Вместе с тем я, конечно, ни от кого не скрывал, что занимаюсь в кишлаке изучением его истории, местных обычаев, того, как ошобинское население живет. Я специально не вводил окружающих в заблуждение, старался объяснить свои цели при первой же встрече и не отмалчивался, когда меня спрашивали об этом. Другое дело — как разные ошобинцы воспринимали меня и мои слова, могли ли они, не имея достаточного представления о научной деятельности, четко осознать те потенциальные риски, которые неизбежны, когда отвечаешь на вопросы постороннего человека. Предполагаю, что часто мои информаторы, включив меня в свой повседневный мир, переставали отдавать себе отчет в том, что я здесь делаю и какие цели преследую. Этика приема гостя, интерес к новому человеку и возникавшие личные симпатии заставляли их порой наивно говорить о том, о чем, с моей точки зрения, они вряд ли были бы готовы сказать публично. Подобную ситуацию можно сравнить с обманом, но тогда этнографическая работа в поле по определению — из-за неизбежной разницы в мировосприятии исследователя и исследуемых — несет на себе печать невольного обмана. Надо признаться, что полевое исследование само по себе — ненормальное явление. Человек, который постоянно что-то выпытывает, ходит из дома в дом, без разбора набивается в гости и в приятели, ведет себя неправильно — и с точки зрения своего привычного образа жизни, и с точки зрения изучаемого сообщества. Но для того, чтобы нормализовать эту ситуацию, этнограф вынужден — произвольно или непроизвольно — закрывать глаза на болезненные моральные вопросы и сомнения.
По возвращении из поля я размышлял над вопросом, стоит ли шифровать название селения и имена людей, в нем проживающих, чтобы смягчить тот непредумышленный урон, который моя книга могла бы им нанести. Сложность в том, что, оперируя большим количеством архивных документов, ссылками на публикации и постоянно обращаясь к деталям местной географии и местной истории, скрыть название кишлака было невозможно. А это, в свою очередь, делало в значительной мере бессмысленным шифрование имен. Для читателя, который никогда не был и не будет в Ошобе, нет никакой разницы между реальными и выдуманными именами. Для читателя же, который бывает в кишлаке или живет там, вряд ли останется секретом, о ком на той или иной странице идет речь.
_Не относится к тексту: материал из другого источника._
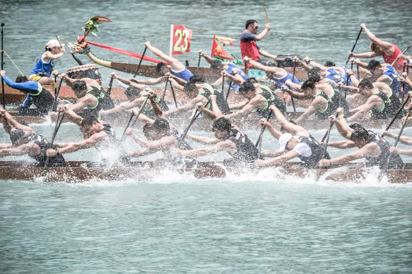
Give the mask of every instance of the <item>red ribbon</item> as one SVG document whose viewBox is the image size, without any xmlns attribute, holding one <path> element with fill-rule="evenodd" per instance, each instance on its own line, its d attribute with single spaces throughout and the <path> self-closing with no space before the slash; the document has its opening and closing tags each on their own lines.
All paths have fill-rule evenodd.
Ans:
<svg viewBox="0 0 412 274">
<path fill-rule="evenodd" d="M 98 44 L 95 42 L 86 41 L 86 42 L 88 44 L 90 44 L 90 45 L 93 45 L 93 46 L 99 47 L 101 47 L 101 48 L 103 48 L 105 49 L 108 49 L 111 51 L 116 52 L 117 53 L 123 54 L 123 55 L 130 56 L 130 57 L 134 57 L 135 58 L 137 58 L 137 59 L 141 58 L 141 54 L 135 53 L 133 52 L 125 51 L 124 49 L 118 49 L 117 47 L 111 47 L 111 46 L 106 46 L 105 45 Z M 157 59 L 152 58 L 151 57 L 144 56 L 143 60 L 145 61 L 151 62 L 152 63 L 156 63 L 156 64 L 159 64 L 161 62 L 163 62 L 163 63 L 166 63 L 166 64 L 169 64 L 166 62 L 160 61 L 160 60 L 158 60 Z"/>
</svg>

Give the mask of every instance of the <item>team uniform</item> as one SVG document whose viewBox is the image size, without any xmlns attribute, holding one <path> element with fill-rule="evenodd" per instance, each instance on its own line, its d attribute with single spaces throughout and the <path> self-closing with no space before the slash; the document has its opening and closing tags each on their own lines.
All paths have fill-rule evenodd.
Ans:
<svg viewBox="0 0 412 274">
<path fill-rule="evenodd" d="M 34 68 L 29 74 L 29 80 L 37 82 L 42 77 L 50 77 L 52 75 L 52 73 L 54 69 L 54 62 L 50 59 L 48 62 L 45 62 L 43 58 L 45 57 L 45 52 L 36 63 Z"/>
<path fill-rule="evenodd" d="M 387 64 L 384 67 L 383 75 L 391 79 L 389 86 L 391 89 L 397 95 L 399 95 L 402 92 L 402 82 L 400 82 L 400 76 L 399 73 L 395 70 L 390 64 Z M 408 93 L 409 89 L 407 86 L 405 85 L 404 92 Z"/>
<path fill-rule="evenodd" d="M 271 112 L 269 110 L 269 107 L 271 105 L 275 105 L 284 114 L 286 114 L 286 106 L 276 93 L 266 86 L 260 86 L 257 88 L 257 90 L 256 95 L 262 97 L 266 101 L 266 105 L 264 107 L 256 108 L 256 112 L 259 113 L 261 116 L 266 117 L 269 114 L 269 112 Z"/>
<path fill-rule="evenodd" d="M 297 152 L 297 156 L 303 162 L 303 166 L 306 169 L 316 169 L 319 166 L 319 162 L 323 155 L 324 147 L 312 136 L 309 137 L 295 136 L 297 138 L 299 143 L 295 146 L 293 151 Z M 324 159 L 330 159 L 328 151 Z"/>
<path fill-rule="evenodd" d="M 388 55 L 384 51 L 382 55 L 385 62 L 391 64 L 398 58 L 398 56 L 402 53 L 401 50 L 399 49 L 399 48 L 395 44 L 392 44 L 392 45 L 395 47 L 395 51 L 393 51 L 393 53 L 390 55 Z M 395 64 L 393 64 L 393 66 L 395 66 L 395 68 L 396 68 L 398 71 L 402 71 L 404 61 L 406 60 L 404 59 L 399 59 Z"/>
<path fill-rule="evenodd" d="M 236 68 L 238 71 L 238 73 L 239 73 L 239 75 L 240 75 L 240 77 L 242 77 L 242 78 L 243 78 L 244 80 L 246 80 L 247 79 L 247 75 L 246 75 L 246 73 L 244 73 L 243 72 L 243 71 L 242 71 L 242 69 L 240 69 L 240 68 L 238 66 L 236 66 L 236 64 L 233 64 L 233 63 L 229 63 L 227 64 L 227 68 L 226 68 L 226 71 L 229 73 L 229 74 L 233 74 L 233 70 Z M 236 92 L 239 92 L 239 85 L 236 85 L 236 84 L 232 84 L 231 86 L 231 88 L 235 90 Z"/>
<path fill-rule="evenodd" d="M 249 31 L 245 30 L 240 35 L 240 52 L 242 58 L 248 56 L 253 61 L 258 61 L 260 59 L 259 50 L 260 48 L 256 44 L 256 36 Z M 247 68 L 251 68 L 253 66 L 250 63 L 247 63 Z"/>
<path fill-rule="evenodd" d="M 113 151 L 119 151 L 119 139 L 116 136 L 115 129 L 109 124 L 104 123 L 102 125 L 102 132 L 105 132 L 108 138 L 96 144 L 95 147 L 102 153 L 102 161 L 105 163 L 110 162 L 110 159 L 113 158 Z M 130 158 L 122 149 L 120 149 L 119 153 L 119 155 L 116 159 L 117 162 L 115 164 L 120 164 L 122 166 L 128 164 Z"/>
<path fill-rule="evenodd" d="M 47 158 L 46 151 L 49 148 L 49 142 L 41 135 L 35 134 L 32 136 L 32 140 L 29 142 L 29 144 L 30 143 L 35 144 L 40 147 L 40 153 L 36 156 L 29 156 L 36 160 L 36 166 L 44 166 Z M 49 158 L 47 166 L 65 166 L 65 158 L 61 154 L 59 154 L 54 157 Z"/>
<path fill-rule="evenodd" d="M 339 92 L 339 90 L 333 84 L 329 84 L 333 88 L 333 95 L 329 97 L 323 90 L 318 90 L 316 97 L 321 97 L 326 101 L 326 108 L 323 110 L 317 110 L 314 115 L 319 120 L 325 120 L 330 115 L 336 114 L 338 108 L 343 108 L 345 115 L 349 115 L 349 105 L 346 99 Z M 316 98 L 315 97 L 315 98 Z"/>
<path fill-rule="evenodd" d="M 38 115 L 47 115 L 52 110 L 54 97 L 38 82 L 27 81 L 23 83 L 16 83 L 6 75 L 3 76 L 3 79 L 10 88 L 23 90 L 30 95 L 33 103 L 37 108 Z M 19 112 L 19 115 L 24 115 L 27 108 L 22 108 Z"/>
<path fill-rule="evenodd" d="M 143 90 L 143 91 L 144 91 L 145 92 L 149 92 L 150 91 L 153 91 L 152 89 L 150 88 L 145 88 L 144 90 Z M 148 98 L 149 97 L 148 95 L 143 95 L 142 97 L 143 98 Z M 153 96 L 153 99 L 154 100 L 154 101 L 160 106 L 160 108 L 161 108 L 161 110 L 163 111 L 168 111 L 169 110 L 169 107 L 168 106 L 168 105 L 166 104 L 166 103 L 161 99 L 161 97 L 159 95 L 157 95 L 156 93 L 154 93 L 154 95 Z M 142 112 L 148 116 L 148 117 L 152 119 L 156 119 L 156 115 L 154 114 L 154 112 L 153 112 L 153 107 L 152 106 L 151 104 L 147 104 L 145 107 L 145 109 L 143 110 Z"/>
<path fill-rule="evenodd" d="M 254 165 L 255 160 L 258 159 L 259 151 L 244 132 L 232 129 L 230 135 L 226 140 L 235 144 L 236 151 L 229 152 L 232 158 L 225 160 L 224 161 L 225 165 Z"/>
<path fill-rule="evenodd" d="M 380 98 L 383 102 L 383 107 L 381 110 L 372 108 L 369 112 L 369 117 L 371 119 L 387 119 L 393 118 L 399 109 L 402 107 L 400 101 L 392 92 L 392 95 L 388 97 L 382 90 L 377 88 L 378 92 L 374 93 L 374 95 Z M 374 96 L 372 95 L 372 96 Z M 402 114 L 399 114 L 397 119 L 402 118 Z"/>
<path fill-rule="evenodd" d="M 377 157 L 366 157 L 366 166 L 370 167 L 377 166 L 379 166 L 380 169 L 382 169 L 386 164 L 389 162 L 389 169 L 402 169 L 404 166 L 403 161 L 399 154 L 391 153 L 391 145 L 375 132 L 371 130 L 368 130 L 368 132 L 369 134 L 369 140 L 379 146 L 379 148 L 380 149 L 380 155 Z M 389 158 L 389 156 L 390 159 L 388 162 L 388 158 Z"/>
<path fill-rule="evenodd" d="M 202 86 L 200 88 L 199 93 L 198 96 L 201 96 L 205 98 L 206 100 L 209 100 L 209 97 L 210 95 L 216 95 L 216 103 L 219 109 L 222 112 L 223 114 L 227 114 L 230 113 L 230 108 L 229 107 L 229 104 L 227 101 L 225 99 L 225 96 L 222 92 L 218 91 L 215 88 L 211 86 L 209 84 L 205 84 L 204 86 Z M 211 110 L 211 103 L 207 105 L 207 107 L 209 110 Z"/>
<path fill-rule="evenodd" d="M 285 82 L 286 82 L 286 80 L 289 79 L 295 84 L 297 84 L 298 85 L 300 84 L 299 80 L 296 77 L 294 77 L 292 74 L 285 71 L 284 69 L 283 71 L 286 73 L 285 76 L 282 77 L 282 78 L 276 78 L 275 77 L 273 77 L 273 84 L 275 84 L 275 86 L 277 89 L 280 88 L 280 87 L 283 85 L 286 85 Z M 296 91 L 295 88 L 292 88 L 292 90 Z"/>
<path fill-rule="evenodd" d="M 186 82 L 189 82 L 189 79 L 193 76 L 193 73 L 189 71 L 189 70 L 186 68 L 180 71 L 174 71 L 172 69 L 170 69 L 170 73 L 172 75 L 183 79 Z"/>
<path fill-rule="evenodd" d="M 336 84 L 342 83 L 343 84 L 346 84 L 346 77 L 342 73 L 336 71 L 333 68 L 328 68 L 326 71 L 326 76 L 325 76 L 324 79 L 328 79 Z"/>
</svg>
Тем не менее в некоторых случаях я решил спрятать фигуры конкретных людей за инициалами — следуя правилу, что не все, даже известные факты, можно называть своими именами970.
Выход из поля
Пора домой?
На протяжении всех пяти месяцев, которые я жил в Ошобе, меня охватывало то лихорадочное стремление собирать все новые и новые факты и расширять список опрошенных, то полное отчаяние, когда становилось очевидным, что всего не узнаешь и всех не опросишь, из-за чего возникало только одно желание — хотя бы немного осмыслить, привести хоть в какой-то порядок то, что уже собрано. Должен сказать, что такое постоянное напряжение, невозможность до конца расслабиться сильно утомляли и психологически истощали меня. К этому можно добавить фактически полную оторванность от семьи, друзей и коллег (стационарная телефонная связь с внешним миром в кишлаке не действовала, а мобильных телефонов тогда еще не было). Значительные бытовые неудобства и непростые отношения с местными жителями, накапливавшаяся физическая и моральная усталость заставляли меня с радостью думать о приближающемся отъезде из кишлака. Романтический настрой и чувство долга перед этнографической наукой, с которыми я приехал в поле, через неполных полгода — срок, надо признаться, не такой уж и большой — почти полностью иссякли.
Сейчас я думаю, что среди факторов, выталкивавших меня из поля, был еще один, который можно назвать этнографическим парадоксом. Чем дольше я жил в кишлаке, чем подробнее становилась моя карта, с помощью которой я ориентировался в местном сообществе, чем больше я узнавал о его жителях, чем больше накапливал успехов и неудач в отношениях с ними, тем короче становилась дистанция между мной как исследователем, с одной стороны, и объектом моего исследования, с другой. Цель максимально раствориться в иной культурной и социальной среде — составляющая кредо этнографа! — на деле оборачивалась тем, что я переставал быть исследователем, глаза «замыливались», пропадало чувство новизны того, что я вижу, которое обеспечивало некоторую отстраненность и одновременно делало четкими очертания исследуемых явлений. Наверное, я все лучше узнавал и чувствовал окружающий меня мир, но такое знание становилось скорее практическим, чем аналитическим. Единственным способом избежать превращения из ученого в местного жителя, который проживает, а не анализирует свою жизнь, являлись выход из поля и восстановление необходимой дистанции.